On Newstalk Breakfast, Laois man Mr Deacy said many attendees said it was "the best" Burning Man they had ever attended.
"It was quite different from anything that anybody else had experienced previously," he said.
"It was kind of touch and go, a bit worrying on occasion, but overall, the spirit was just so incredibly high.
"It just goes to show how resourceful people can be when they're put under a little bit of pressure and totally unprepared for a situation like what we experienced."
When Mr Deacy arrived at the camp on Thursday, he said discussions had already begun around the "impending rainstorm" that was coming.
"Where we live, we're kind of quite used to rainstorms so we were just taking it as it came," he said.
"On Friday, it started to rain, and allegedly they got two to three months of rainfall in the space of 24 hours."
Mr Deacy said the mix of the rainfall and desert sand created a cement-like mixture.
"It's just got nowhere to go, so we were coming to trudging around," he said.
"It was just like walking around with a couple of cinder blocks attached to you.
"Everyone has got extremely strong muscles and we're all kind of aching a little bit."
Mr Deacy said leaving was "not even an option".
"It was impossible. There was a Black Rock City radio station dedicated to it, so everybody was kind of sat around radios and speakers listening to it," he said.
"They were constantly warning saying, 'The gates are closed, there's absolutely no point attempting to leave, you're just endangering yourself and endangering others'.
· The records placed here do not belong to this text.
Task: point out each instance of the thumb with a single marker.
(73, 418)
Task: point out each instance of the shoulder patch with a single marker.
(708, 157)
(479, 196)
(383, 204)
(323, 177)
"Inevitably you'll get one or two people that [think they] know better.
"We would have seen them on the way out this morning – we left at 4:30 this morning – you can see abandoned vehicles left, right and centre stuck in the mud."
Mr Deacy said it was an "incredible adventure" and a "life-enhancing experience" for him and his four adult children.
"Within a matter of hours, shelters were erected, food was sort of rationed, water was rationed," he said.
"We all had little jobs to do and it's just that sense of commandery and pulling together was just so strong.
"Inevitably, it just turned into a big party, even though the rain had come in, we were all in shelters listening to music and drinking. What else are you gonna do?"
A 32-year-old man, Leon Reece, died at the festival – although his exact cause and manner of death are still pending.